On appeal, the Fourth Circuit affirmed Stone's conviction and sentence. Reviewing the amount of restitution for plain error, the court found no error at all, concluding that the "preponderance of evidence shows that Stone fraudulently induced the lenders to approve the short sales and forego the full value of the mortgages." Particularly, Stone had not presented any evidence to support her argument that the lenders wouldn't have gotten the full value of the mortgages in the regular course of business anyway. For the same reason, the court also concluded that the district court did not clearly err in calculating the loss amount for purposes of calculating the advisory Guideline range.  On the recusal, the court found that the "district court's ownership of stock in the victim lenders is not a . . . financial interest" that required recusal because "the victim lenders here are not parties to the action; this is a criminal case between Stone and the Government." Moreover, any financial interest involved is so small as to be practically nil where the $2.3 million in restitution "will have a negligible effect, if any, on the value of these lenders, each of which is worth many hundreds of millions - if not billions - of dollars."

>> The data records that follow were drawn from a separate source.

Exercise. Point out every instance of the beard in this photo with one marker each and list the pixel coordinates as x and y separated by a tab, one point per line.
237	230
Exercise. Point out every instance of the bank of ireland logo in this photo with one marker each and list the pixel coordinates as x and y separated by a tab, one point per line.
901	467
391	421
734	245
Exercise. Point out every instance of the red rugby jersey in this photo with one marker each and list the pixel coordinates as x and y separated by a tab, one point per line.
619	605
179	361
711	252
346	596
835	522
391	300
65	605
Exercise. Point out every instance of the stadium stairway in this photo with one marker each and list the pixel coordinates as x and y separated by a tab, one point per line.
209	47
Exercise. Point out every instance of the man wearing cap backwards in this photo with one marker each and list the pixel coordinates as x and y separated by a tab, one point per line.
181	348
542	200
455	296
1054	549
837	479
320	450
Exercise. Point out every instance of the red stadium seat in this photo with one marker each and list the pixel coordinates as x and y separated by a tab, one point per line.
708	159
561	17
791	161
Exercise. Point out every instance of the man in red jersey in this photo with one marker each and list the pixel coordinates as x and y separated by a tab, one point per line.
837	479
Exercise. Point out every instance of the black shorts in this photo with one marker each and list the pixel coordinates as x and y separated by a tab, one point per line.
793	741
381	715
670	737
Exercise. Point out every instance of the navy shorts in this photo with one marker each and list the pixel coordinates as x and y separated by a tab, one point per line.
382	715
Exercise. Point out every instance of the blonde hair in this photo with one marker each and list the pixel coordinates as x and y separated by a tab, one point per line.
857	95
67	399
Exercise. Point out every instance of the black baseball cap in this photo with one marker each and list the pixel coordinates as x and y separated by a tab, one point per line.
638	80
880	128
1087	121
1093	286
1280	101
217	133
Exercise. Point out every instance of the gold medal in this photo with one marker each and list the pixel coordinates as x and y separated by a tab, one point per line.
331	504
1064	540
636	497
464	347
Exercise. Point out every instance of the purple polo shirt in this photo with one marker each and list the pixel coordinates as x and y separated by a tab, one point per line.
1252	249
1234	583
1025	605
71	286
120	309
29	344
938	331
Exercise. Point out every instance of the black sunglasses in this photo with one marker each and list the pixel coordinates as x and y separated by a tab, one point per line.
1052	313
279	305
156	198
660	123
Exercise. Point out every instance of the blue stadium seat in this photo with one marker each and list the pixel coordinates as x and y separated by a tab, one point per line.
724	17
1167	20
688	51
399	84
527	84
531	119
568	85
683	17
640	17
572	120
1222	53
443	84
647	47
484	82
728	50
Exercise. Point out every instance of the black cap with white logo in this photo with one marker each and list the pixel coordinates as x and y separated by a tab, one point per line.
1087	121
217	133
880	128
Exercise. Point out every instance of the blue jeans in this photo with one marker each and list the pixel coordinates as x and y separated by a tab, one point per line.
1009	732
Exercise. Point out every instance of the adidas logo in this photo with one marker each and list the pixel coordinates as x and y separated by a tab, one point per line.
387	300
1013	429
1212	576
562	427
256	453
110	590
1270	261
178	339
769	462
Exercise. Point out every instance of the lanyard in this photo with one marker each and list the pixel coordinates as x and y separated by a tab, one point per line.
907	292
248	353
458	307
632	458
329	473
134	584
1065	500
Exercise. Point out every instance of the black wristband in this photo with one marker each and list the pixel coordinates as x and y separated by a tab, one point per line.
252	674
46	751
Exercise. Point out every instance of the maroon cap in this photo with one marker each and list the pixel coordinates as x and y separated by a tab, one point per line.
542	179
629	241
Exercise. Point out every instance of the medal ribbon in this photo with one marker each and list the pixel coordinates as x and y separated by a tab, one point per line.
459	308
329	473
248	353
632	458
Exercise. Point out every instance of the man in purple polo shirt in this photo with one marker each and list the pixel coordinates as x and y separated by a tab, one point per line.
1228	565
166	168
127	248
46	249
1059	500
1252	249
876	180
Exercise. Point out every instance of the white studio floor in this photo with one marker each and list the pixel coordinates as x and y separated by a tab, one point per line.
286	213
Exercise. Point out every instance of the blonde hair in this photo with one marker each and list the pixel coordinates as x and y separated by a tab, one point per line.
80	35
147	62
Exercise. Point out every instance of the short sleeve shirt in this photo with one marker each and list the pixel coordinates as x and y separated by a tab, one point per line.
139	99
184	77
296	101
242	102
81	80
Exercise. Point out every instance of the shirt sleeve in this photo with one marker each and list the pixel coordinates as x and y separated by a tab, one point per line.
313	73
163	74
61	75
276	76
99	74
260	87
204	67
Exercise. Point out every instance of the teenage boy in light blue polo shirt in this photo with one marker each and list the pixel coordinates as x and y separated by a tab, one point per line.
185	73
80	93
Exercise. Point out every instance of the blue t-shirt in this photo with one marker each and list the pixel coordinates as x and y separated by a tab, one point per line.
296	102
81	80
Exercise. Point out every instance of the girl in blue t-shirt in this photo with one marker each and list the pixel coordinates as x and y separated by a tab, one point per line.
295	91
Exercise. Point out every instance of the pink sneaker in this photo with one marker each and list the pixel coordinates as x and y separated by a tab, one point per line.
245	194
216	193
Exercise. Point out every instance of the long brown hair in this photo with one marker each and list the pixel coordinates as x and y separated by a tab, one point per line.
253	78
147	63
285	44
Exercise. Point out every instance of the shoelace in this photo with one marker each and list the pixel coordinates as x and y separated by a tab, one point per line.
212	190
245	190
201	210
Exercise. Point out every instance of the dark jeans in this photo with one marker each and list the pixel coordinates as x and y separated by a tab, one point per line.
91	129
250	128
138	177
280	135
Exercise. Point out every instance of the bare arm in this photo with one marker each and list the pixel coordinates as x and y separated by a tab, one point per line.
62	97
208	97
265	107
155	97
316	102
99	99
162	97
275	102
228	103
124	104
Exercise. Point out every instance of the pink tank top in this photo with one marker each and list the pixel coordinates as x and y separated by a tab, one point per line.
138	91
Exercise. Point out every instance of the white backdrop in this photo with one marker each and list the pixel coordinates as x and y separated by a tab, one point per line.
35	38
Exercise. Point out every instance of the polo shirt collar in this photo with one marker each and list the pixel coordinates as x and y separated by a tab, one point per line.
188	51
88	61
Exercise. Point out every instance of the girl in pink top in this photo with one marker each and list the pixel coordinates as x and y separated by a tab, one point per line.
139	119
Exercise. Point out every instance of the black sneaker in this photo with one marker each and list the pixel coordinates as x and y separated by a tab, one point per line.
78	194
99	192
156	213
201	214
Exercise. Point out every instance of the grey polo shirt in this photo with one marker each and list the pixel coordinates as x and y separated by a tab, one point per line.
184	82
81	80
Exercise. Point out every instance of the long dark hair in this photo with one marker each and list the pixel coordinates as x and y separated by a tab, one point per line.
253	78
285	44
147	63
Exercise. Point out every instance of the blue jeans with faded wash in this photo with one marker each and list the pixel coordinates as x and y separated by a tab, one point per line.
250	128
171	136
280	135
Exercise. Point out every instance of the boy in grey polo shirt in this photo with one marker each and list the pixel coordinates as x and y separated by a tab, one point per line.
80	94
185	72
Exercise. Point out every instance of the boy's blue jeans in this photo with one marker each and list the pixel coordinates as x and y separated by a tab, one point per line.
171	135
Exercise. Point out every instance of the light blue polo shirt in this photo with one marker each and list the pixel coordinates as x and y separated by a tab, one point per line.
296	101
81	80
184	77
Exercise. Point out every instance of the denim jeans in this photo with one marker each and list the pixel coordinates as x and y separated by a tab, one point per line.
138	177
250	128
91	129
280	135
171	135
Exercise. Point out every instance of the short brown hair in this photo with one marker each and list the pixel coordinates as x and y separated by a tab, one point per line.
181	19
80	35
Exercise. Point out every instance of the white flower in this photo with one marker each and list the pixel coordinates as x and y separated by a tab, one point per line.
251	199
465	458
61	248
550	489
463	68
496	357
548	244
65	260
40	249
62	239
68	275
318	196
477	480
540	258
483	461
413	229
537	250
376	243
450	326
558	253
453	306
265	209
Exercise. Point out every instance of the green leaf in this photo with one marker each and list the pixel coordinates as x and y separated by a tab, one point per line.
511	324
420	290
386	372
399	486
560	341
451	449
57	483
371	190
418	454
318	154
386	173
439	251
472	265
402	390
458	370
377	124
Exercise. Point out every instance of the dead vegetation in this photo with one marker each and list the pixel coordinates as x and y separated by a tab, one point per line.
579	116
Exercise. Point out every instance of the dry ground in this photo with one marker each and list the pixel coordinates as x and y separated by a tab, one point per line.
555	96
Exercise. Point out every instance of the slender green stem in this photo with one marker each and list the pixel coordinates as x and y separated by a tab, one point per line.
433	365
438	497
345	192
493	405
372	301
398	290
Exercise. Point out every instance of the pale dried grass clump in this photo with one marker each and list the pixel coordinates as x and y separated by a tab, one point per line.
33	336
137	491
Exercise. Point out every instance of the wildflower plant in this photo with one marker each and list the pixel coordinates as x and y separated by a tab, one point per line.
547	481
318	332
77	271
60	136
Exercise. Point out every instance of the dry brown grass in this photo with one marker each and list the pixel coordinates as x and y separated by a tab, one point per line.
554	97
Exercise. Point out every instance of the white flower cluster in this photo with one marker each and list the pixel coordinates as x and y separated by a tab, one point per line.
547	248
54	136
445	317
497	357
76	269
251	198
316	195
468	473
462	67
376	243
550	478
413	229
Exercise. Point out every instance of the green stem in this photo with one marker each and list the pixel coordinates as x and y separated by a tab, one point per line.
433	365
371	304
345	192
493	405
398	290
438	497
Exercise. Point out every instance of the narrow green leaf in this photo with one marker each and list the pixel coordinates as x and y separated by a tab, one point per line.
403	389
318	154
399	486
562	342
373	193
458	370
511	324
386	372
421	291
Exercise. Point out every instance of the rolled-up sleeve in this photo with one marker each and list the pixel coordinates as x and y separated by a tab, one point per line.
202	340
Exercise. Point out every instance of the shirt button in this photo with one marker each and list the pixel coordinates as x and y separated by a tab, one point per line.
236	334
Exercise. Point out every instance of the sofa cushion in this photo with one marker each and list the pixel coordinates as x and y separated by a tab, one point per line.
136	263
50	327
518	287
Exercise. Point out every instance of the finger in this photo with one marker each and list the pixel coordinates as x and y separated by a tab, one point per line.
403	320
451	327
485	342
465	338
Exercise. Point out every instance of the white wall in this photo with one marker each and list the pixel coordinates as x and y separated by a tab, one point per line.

Adam Walsh Act Has Low Standard for Hearing on Motion to Release

US v. Maclaren: In 2009 the Government declared that Maclaren was a "sexually dangerous person" and subject to indefinite detention under the Adam Walsh Act (the opinion doesn't report what his initial conviction was for, but a footnote states he is "believed to have sexually abused" over 38 children over  period of more than 40 years). In 2013, the district court found the Government had met its burden and ordered Maclaren committed. In 2015, Maclaren filed a motion seeking a hearing on whether he should be discharged pursuant to a conditional release plan. The district court denied the motion, holding that Maclaren had not shown in his motion that his condition had improved since his commitment and he had failed to provide information about a release plan.

On appeal the Fourth Circuit reversed the district court's decision, but not on the merits. Rather, the issue was what showing a person like Maclaren had to show in such a motion to get a hearing, not get release. The court agreed with Maclaren that "a successful motion for a discharge hearing need only plausibly allege that the detainee is entitled to discharge." The district court erred by treating the motion as an vehicle for reaching the substantive issue of whether Maclaren should be released, not whether he was entitled to a hearing on whether he should be released.

Congrats to the Defender office in the ED North Carolina on the win!